7. Il sesto motivo è inammissibile.

Assumono i ricorrenti che la Corte d’appello avrebbe trascurato di esaminare un fatto decisivo, rappresentato dalla consegna, da parte della G. al R., della documentazione contabile della società, cosicchè, a fronte del “passaggio di consegne” effettuato sin dal giugno 2005, ben prima della presentazione delle contestate dichiarazioni fiscali, nel settembre 2005, doveva essere esclusa la condotta contestata, di mancato deposito delle scritture contabili.

Ora, l’argomento in sè non risulta decisivo, atteso che, da un lato, la responsabilità è stata riconosciuta, in appello, non quale conseguenza della mancata consegna delle scritture contabili ma degli illeciti tributari contestati alla società per l’anno (OMISSIS), periodo in cui era in carica l’amministratore G. ed il C. rivestiva la qualifica di institore, ma operava, secondo quanto accertato in giudizio, come amministratore di fatto della società, e, dall’altro lato, come dedotto dal controricorrente, il Fallimento aveva dedotto, fin dal primo grado, che una fedele ricostruzione della realtà aziendale e delle effettive operazioni economiche effettuate non era stata possibile sia per la mancata consegna delle scritture contabili da parte del R. e del C. sia per l’irregolare tenuta delle scritture contabili da parte della G., per il precedente periodo in cui essa era in carica.

8. Le contestazioni in ordine al vizio di motivazione apparente della decisione impugnata, presenti nei motivi terzo e quarto, sono infondate.

Invero, non ricorre il vizio di motivazione apparente o del tutto carente e contraddittoria apparente (cfr. Cass. S.U. 22232/2016: “la motivazione è solo apparente, e la sentenza è nulla perchè affetta da “error in procedendo”, quando, benchè graficamente esistente, non renda, tuttavia, percepibile il fondamento della decisione, perchè recante argomentazioni obbiettivamente inidonee a far conoscere il ragionamento seguito dal giudice per la formazione del proprio convincimento, non potendosi lasciare all’interprete il compito di integrarla con le più varie, ipotetiche congetture”), avendo la Corte territoriale motivatamente spiegato le ragioni del proprio convincimento, come sopra esposto.

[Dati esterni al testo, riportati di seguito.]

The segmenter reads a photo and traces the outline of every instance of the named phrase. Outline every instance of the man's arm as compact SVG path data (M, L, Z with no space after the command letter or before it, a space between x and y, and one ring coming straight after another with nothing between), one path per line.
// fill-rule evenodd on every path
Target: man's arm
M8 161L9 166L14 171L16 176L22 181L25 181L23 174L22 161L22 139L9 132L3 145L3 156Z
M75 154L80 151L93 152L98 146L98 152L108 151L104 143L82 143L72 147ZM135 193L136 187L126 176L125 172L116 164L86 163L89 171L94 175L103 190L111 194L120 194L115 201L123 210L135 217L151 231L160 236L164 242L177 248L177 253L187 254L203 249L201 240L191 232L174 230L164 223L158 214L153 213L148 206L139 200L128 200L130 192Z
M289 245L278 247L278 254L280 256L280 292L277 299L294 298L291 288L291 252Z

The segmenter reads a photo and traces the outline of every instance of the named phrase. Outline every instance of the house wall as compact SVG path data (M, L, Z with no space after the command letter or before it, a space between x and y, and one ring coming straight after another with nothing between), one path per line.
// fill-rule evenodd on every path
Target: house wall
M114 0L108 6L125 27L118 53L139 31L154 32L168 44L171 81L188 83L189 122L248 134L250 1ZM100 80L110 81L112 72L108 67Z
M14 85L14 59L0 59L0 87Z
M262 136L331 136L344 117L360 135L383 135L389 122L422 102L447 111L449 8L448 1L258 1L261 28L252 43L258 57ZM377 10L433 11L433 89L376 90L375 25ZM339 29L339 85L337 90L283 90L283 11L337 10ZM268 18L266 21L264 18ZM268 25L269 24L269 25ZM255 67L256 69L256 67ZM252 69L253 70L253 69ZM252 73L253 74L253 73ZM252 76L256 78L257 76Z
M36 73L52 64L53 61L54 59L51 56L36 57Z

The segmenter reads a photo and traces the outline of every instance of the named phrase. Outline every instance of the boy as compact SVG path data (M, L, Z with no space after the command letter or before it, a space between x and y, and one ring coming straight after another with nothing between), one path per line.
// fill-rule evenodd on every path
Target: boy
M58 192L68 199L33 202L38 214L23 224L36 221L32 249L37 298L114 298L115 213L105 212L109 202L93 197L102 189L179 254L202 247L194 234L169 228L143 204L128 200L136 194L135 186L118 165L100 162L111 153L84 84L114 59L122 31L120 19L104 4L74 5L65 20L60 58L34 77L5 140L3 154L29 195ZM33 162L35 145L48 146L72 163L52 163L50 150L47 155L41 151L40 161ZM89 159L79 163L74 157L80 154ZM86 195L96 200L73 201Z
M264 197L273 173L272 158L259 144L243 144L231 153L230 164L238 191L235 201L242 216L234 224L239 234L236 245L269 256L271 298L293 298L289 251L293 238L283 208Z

9. Per tutto quanto sopra esposto, va respinto il ricorso.

Le spese, liquidate come in dispositivo, seguono la soccombenza.

PQM

La Corte respinge il ricorso; condanna i ricorrenti, in solido, al pagamento delle spese processuali del presente giudizio di legittimità, liquidate in complessivi Euro 10.000,00, a titolo di compensi, oltre 200,00 per esborsi, nonchè al rimborso forfetario delle spese generali, nella misura del 15%, ed agli accessori di legge.

Ai sensi del D.P.R. n. 115 del 2002, art. 13, comma 1 quater, dà atto della ricorrenza dei presupposti processuali per il versamento da parte dei ricorrenti dell’importo a titolo di contributo unificato, pari a quello dovuto per il ricorso, ove dovuto, a norma dello stesso art. 13, comma 1 bis.

Così deciso in Roma, nella camera di consiglio, il 17 febbraio 2021.